My favorite of all the panels. It was based on a lamp by Louis Comfort Tiffany with another little Klimt doodle. I used reverse applique with four different layers. I especially like the shiny wings, I used a shimmering fabric that would still show the grey colour underneath. The eyes are made from giant beads I had and really add character. Although I did not want to use satin stitch on the whole panel, it does make it look striking, neat and tidy.
This panel was based on ‘Plate Decorated with Violets’ by Rene Lalique. It uses free machine embroidery, satin stitch and reverse applique. I found this panel the hardest as it was a complete nightmare. It started off using freezer paper to help sew fabric on top of the cream silk. Well I gave up on that as it was too fiddly and went with reverse applique again. I have to admit they look nothing like violets, or indeed the plate by Lalique, but they do look good!
The peacock features heavily in Art Nouveau works, so it is only fitting that I add one to my wall hanging. Not to mention this part was based on Mrs Mucha’s Necklace, 1906. I searched high and low for a Mucha element that I could add to my wall hanging, however as he is most famous for drawing women, I could not easily produce that with applique!

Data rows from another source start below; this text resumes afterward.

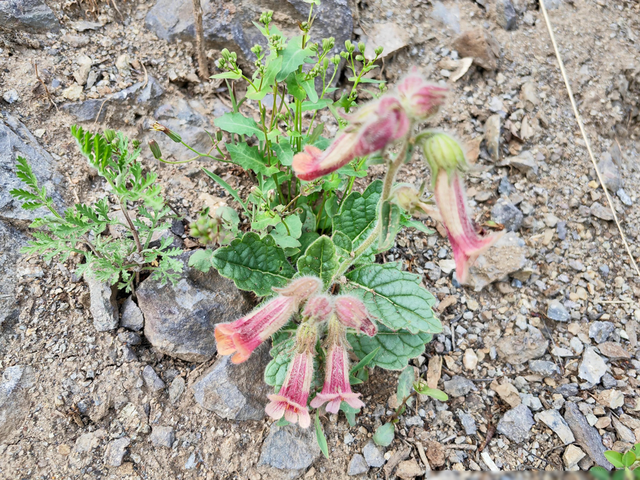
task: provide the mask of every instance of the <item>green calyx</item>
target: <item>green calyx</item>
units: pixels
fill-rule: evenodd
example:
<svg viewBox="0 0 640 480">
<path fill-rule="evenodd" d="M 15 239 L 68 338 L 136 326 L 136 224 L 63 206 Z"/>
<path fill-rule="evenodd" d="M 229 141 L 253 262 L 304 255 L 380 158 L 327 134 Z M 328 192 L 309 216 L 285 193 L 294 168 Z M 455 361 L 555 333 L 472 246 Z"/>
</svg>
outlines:
<svg viewBox="0 0 640 480">
<path fill-rule="evenodd" d="M 442 132 L 425 132 L 419 135 L 417 140 L 431 168 L 434 186 L 440 170 L 445 170 L 451 177 L 456 170 L 465 172 L 469 169 L 462 146 L 451 135 Z"/>
</svg>

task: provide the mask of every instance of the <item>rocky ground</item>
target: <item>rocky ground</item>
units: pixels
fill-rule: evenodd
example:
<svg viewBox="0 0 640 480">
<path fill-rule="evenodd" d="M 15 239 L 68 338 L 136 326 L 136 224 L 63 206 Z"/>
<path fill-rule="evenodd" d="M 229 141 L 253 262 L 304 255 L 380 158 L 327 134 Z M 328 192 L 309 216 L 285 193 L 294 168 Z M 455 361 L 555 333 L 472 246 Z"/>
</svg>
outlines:
<svg viewBox="0 0 640 480">
<path fill-rule="evenodd" d="M 545 1 L 605 188 L 640 260 L 640 3 Z M 74 276 L 77 258 L 61 265 L 18 253 L 33 215 L 8 195 L 17 186 L 17 153 L 59 192 L 58 205 L 92 201 L 105 192 L 75 149 L 72 123 L 145 140 L 157 138 L 148 127 L 158 119 L 204 148 L 203 130 L 230 106 L 218 82 L 197 78 L 190 1 L 46 4 L 0 4 L 3 478 L 586 470 L 607 465 L 604 450 L 640 441 L 640 283 L 536 1 L 323 2 L 323 35 L 385 46 L 379 78 L 393 83 L 418 65 L 450 86 L 436 123 L 468 145 L 478 223 L 493 220 L 509 231 L 465 286 L 452 275 L 441 234 L 399 236 L 386 260 L 424 276 L 444 324 L 412 363 L 450 401 L 421 399 L 401 417 L 394 443 L 376 447 L 372 432 L 395 406 L 397 380 L 376 371 L 359 389 L 367 406 L 355 426 L 343 416 L 323 419 L 330 459 L 312 431 L 264 418 L 266 387 L 257 379 L 266 349 L 241 366 L 215 355 L 212 325 L 252 301 L 229 282 L 185 271 L 176 289 L 145 281 L 136 304 Z M 242 32 L 256 12 L 277 4 L 284 5 L 276 22 L 292 31 L 302 18 L 298 0 L 203 2 L 208 57 L 225 46 L 246 55 L 252 37 Z M 323 120 L 330 136 L 337 126 L 328 115 Z M 160 167 L 147 155 L 145 164 L 187 220 L 226 201 L 200 167 L 241 191 L 249 186 L 239 172 L 204 162 Z M 427 172 L 416 158 L 401 179 L 420 183 Z M 193 246 L 183 224 L 172 234 Z"/>
</svg>

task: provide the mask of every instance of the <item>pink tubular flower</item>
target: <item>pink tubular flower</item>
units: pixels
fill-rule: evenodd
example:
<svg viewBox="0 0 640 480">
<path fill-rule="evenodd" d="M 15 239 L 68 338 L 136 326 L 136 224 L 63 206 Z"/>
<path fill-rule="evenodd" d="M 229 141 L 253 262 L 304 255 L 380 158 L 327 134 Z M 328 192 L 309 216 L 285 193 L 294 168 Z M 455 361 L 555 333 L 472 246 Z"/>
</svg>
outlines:
<svg viewBox="0 0 640 480">
<path fill-rule="evenodd" d="M 342 402 L 347 402 L 352 408 L 362 408 L 364 402 L 358 398 L 360 394 L 353 393 L 349 383 L 349 355 L 345 347 L 347 341 L 344 326 L 339 322 L 330 322 L 329 337 L 331 341 L 327 352 L 324 385 L 322 391 L 311 400 L 311 406 L 319 408 L 326 403 L 327 412 L 330 413 L 338 413 Z"/>
<path fill-rule="evenodd" d="M 424 141 L 423 151 L 433 175 L 436 204 L 453 249 L 456 275 L 464 283 L 469 267 L 502 233 L 482 237 L 469 217 L 460 177 L 460 171 L 466 169 L 466 160 L 458 142 L 449 135 L 436 133 Z"/>
<path fill-rule="evenodd" d="M 320 279 L 301 277 L 284 288 L 280 295 L 260 308 L 231 323 L 216 325 L 214 335 L 220 355 L 235 354 L 233 363 L 242 363 L 251 353 L 280 330 L 298 310 L 300 303 L 322 287 Z"/>
<path fill-rule="evenodd" d="M 315 180 L 356 157 L 382 150 L 390 142 L 404 137 L 410 125 L 400 100 L 392 95 L 362 107 L 347 119 L 351 124 L 327 150 L 307 145 L 304 152 L 293 157 L 293 170 L 298 178 Z"/>
<path fill-rule="evenodd" d="M 407 115 L 416 120 L 424 120 L 437 113 L 444 103 L 447 88 L 425 81 L 414 67 L 400 80 L 398 93 Z"/>
<path fill-rule="evenodd" d="M 311 297 L 302 311 L 303 317 L 314 319 L 317 323 L 324 322 L 333 311 L 333 302 L 329 295 L 315 295 Z"/>
<path fill-rule="evenodd" d="M 334 310 L 342 325 L 353 328 L 358 333 L 364 333 L 374 337 L 378 333 L 378 327 L 371 320 L 364 303 L 351 295 L 342 295 L 335 300 Z"/>
<path fill-rule="evenodd" d="M 298 423 L 302 428 L 311 424 L 307 400 L 313 378 L 313 354 L 317 339 L 315 326 L 308 323 L 298 328 L 296 337 L 296 353 L 289 364 L 287 376 L 278 394 L 268 395 L 269 404 L 265 412 L 279 420 L 284 416 L 291 423 Z"/>
</svg>

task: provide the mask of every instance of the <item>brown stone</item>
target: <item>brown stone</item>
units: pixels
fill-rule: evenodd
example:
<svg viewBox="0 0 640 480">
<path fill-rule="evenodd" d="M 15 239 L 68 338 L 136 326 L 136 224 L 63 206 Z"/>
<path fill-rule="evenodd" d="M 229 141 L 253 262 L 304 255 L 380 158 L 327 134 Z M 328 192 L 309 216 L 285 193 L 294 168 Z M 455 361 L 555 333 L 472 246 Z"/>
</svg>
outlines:
<svg viewBox="0 0 640 480">
<path fill-rule="evenodd" d="M 461 57 L 472 57 L 473 63 L 485 70 L 498 68 L 500 44 L 484 28 L 462 32 L 453 42 L 453 48 Z"/>
<path fill-rule="evenodd" d="M 396 476 L 403 479 L 412 479 L 423 474 L 424 469 L 420 468 L 420 465 L 415 460 L 401 462 L 398 465 L 398 470 L 396 470 Z"/>
<path fill-rule="evenodd" d="M 629 359 L 631 355 L 627 352 L 622 345 L 615 342 L 604 342 L 598 345 L 598 350 L 605 357 L 620 360 Z"/>
<path fill-rule="evenodd" d="M 438 442 L 426 442 L 425 453 L 427 454 L 427 460 L 432 467 L 441 467 L 444 465 L 445 455 L 444 448 Z"/>
</svg>

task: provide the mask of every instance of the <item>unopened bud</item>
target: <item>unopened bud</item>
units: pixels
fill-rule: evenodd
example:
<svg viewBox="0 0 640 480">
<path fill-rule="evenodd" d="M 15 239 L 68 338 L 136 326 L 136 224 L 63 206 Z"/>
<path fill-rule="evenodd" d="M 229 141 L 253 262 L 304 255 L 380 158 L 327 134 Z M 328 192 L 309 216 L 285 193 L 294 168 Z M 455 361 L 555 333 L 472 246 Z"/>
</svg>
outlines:
<svg viewBox="0 0 640 480">
<path fill-rule="evenodd" d="M 318 277 L 300 277 L 292 280 L 286 287 L 274 287 L 272 290 L 284 297 L 296 297 L 299 301 L 304 301 L 321 288 L 322 280 Z"/>
<path fill-rule="evenodd" d="M 365 45 L 364 42 L 358 42 L 358 50 L 360 53 L 364 53 Z"/>
<path fill-rule="evenodd" d="M 114 132 L 113 130 L 105 130 L 103 132 L 103 135 L 109 143 L 113 142 L 113 140 L 116 138 L 116 132 Z"/>
<path fill-rule="evenodd" d="M 446 133 L 427 135 L 422 141 L 422 151 L 431 167 L 434 185 L 440 169 L 444 169 L 448 175 L 451 175 L 455 170 L 464 172 L 469 168 L 462 147 Z"/>
<path fill-rule="evenodd" d="M 379 47 L 376 47 L 374 52 L 376 52 L 376 56 L 380 56 L 380 54 L 382 53 L 383 50 L 384 50 L 384 47 L 381 45 Z"/>
<path fill-rule="evenodd" d="M 159 160 L 162 158 L 162 151 L 160 151 L 160 145 L 155 140 L 149 140 L 149 148 L 151 149 L 151 153 L 153 153 L 153 158 Z"/>
<path fill-rule="evenodd" d="M 171 140 L 173 140 L 176 143 L 182 142 L 182 137 L 180 137 L 180 135 L 169 130 L 167 127 L 159 124 L 158 122 L 155 122 L 153 125 L 151 125 L 151 128 L 154 129 L 156 132 L 164 133 L 167 137 L 169 137 Z"/>
<path fill-rule="evenodd" d="M 302 316 L 313 318 L 316 322 L 324 322 L 333 311 L 333 303 L 329 295 L 311 297 L 302 311 Z"/>
<path fill-rule="evenodd" d="M 335 300 L 335 312 L 342 325 L 355 329 L 358 333 L 364 333 L 373 337 L 378 333 L 378 327 L 371 320 L 362 300 L 351 295 L 343 295 Z"/>
</svg>

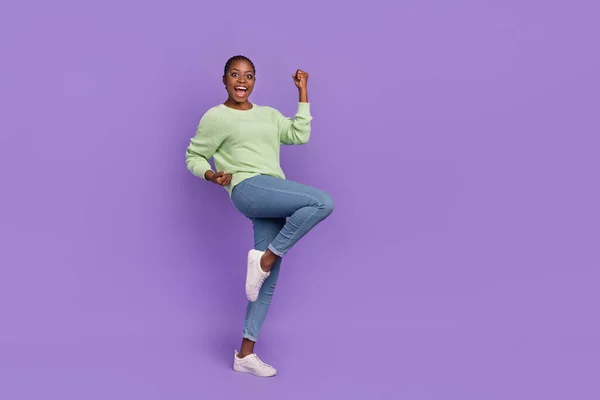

The fabric underneath is called fused fabric, I made it buy placing lots of different small pieces of fabric onto some bondaweb and ironing it to a backing piece. I then secured it with free machine sewing and made it neat and tidy with the satin stitch. The triangles in the corners are called prairie points and frame the peacock nicely. I thought the sequins were a nice touch and added an almost 3D feel to the overall wall hanging.